Para causar efecto, Joey sacó un pequeño bloc de notas de su bolso.

—Veamos… una madre llamada Margaret… un hermano, Charles… Henry Lapidus del Banco Greene… y una novia llamada Beth Manning.

Se oyó el ruido de cadenas y pestillos que se abrían. Cuando la puerta se abrió, Beth asomó la cabeza.

—¿No ha conseguido Oliver ya su Serie 7?

—Se trata de una renovación, señorita Manning —dijo Joey tranquilamente—. Pero, aun así, nos gusta verificar las referencias. —Volvió a señalar el bloc de notas y sonrió amablemente—. Le prometo que se trata sólo de unas simples preguntas… acabaremos enseguida.

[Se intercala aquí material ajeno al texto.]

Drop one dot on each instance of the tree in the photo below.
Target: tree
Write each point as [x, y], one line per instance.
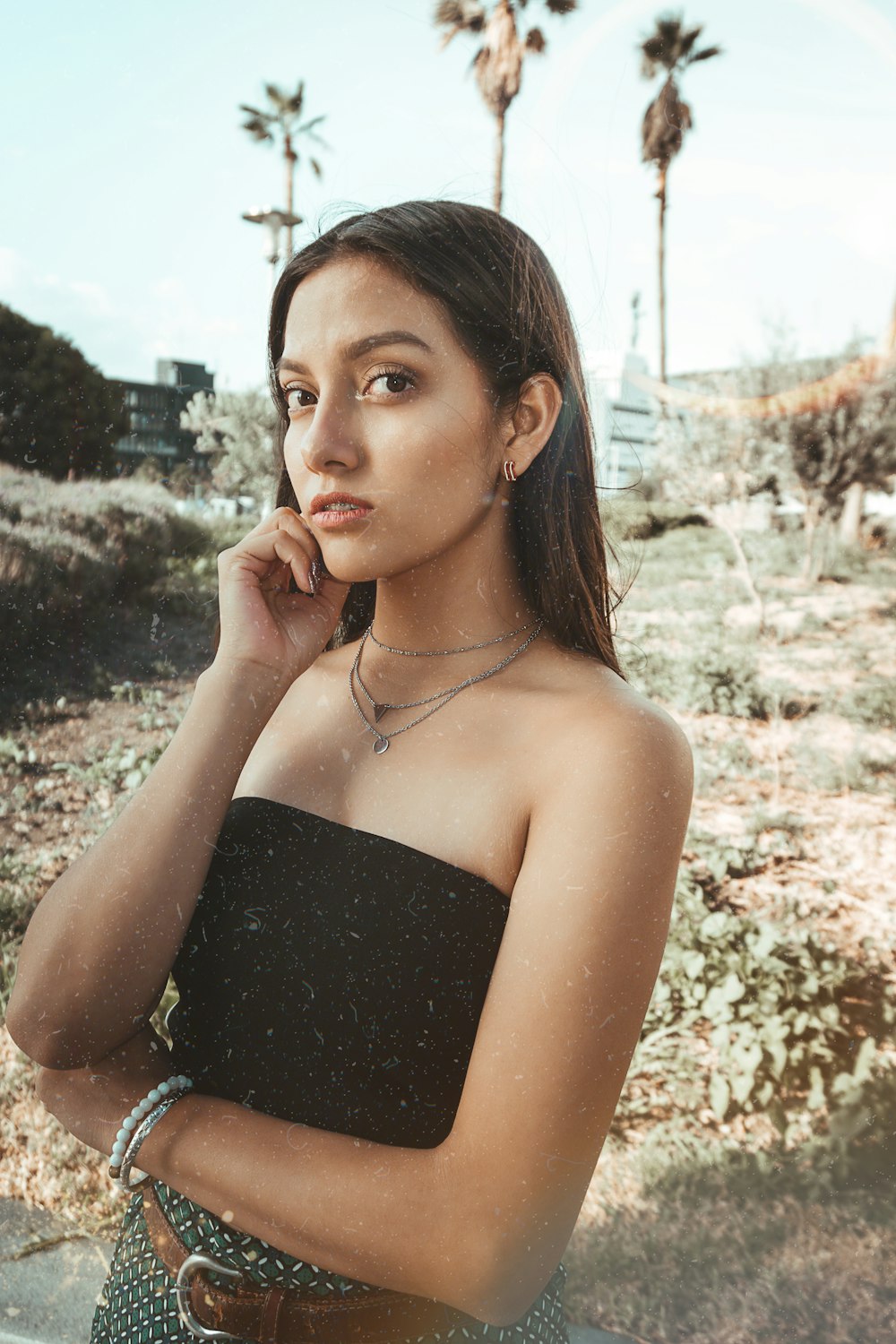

Beth se encogió de hombros y retrocedió unos pasos.

—Tendrá que disculpar todo este desorden…

—No se preocupe —dijo Joey, echándose a reír mientras entraba en el apartamento y apoyaba ligeramente la mano en el antebrazo de Beth.

—Mi apartamento es cincuenta veces peor.

Francis Quincy no era uno de esos hombres ansiosos que se pasean arriba y abajo por las habitaciones. Tampoco era un hombre que se preocupara más de lo estrictamente necesario. De hecho, cuando la tapa de la olla a presión amenazaba con salir disparada, mientras todos los demás recorrían ansiosamente la lujosa alfombra del despacho de Lapidus, Quincy permanecía inmóvil en su sillón, calculando en silencio las posibilidades. Incluso cuando su cuarta hija nació tres meses antes de la fecha prevista para el parto, Quincy se apartó y se consoló pensando que el ochenta por ciento de recién nacidos prematuros conseguían vivir. En aquella época, los números estaban de su parte. Hoy estaban completamente fuera de su control. No obstante, no se dedicaba a pasear por la habitación como los demás.

—¿No dijo nada más? —preguntó Quincy secamente.

—Nada… menos que nada —dijo Lapidus, golpeando intermitentemente los nudillos sobre el escritorio—. Sólo quieren que mantengamos la boca cerrada.

Quincy asintió, de pie junto a la ventana que había en una esquina del despacho. Mientras contemplaba la eléctrica línea del cielo, extendió la mano y se apoyó en la parte superior de la persiana
shoji
cubierta con motivos de mariposas.

—Tal vez deberíamos esperar un día antes de hablar con los socios.

—¿Has perdido la cabeza? Si llegan a descubrir que estuvimos ocultándoles información… Quincy, se beberán nuestra sangre con el desayuno.

—Bueno, odio decirte eso, Henry, pero pedirán sangre de todos modos, y hasta que no encontremos a Oliver y el dinero desaparecido, no hay nada que podamos hacer.

Los nudillos de Lapidus aceleraron el ritmo.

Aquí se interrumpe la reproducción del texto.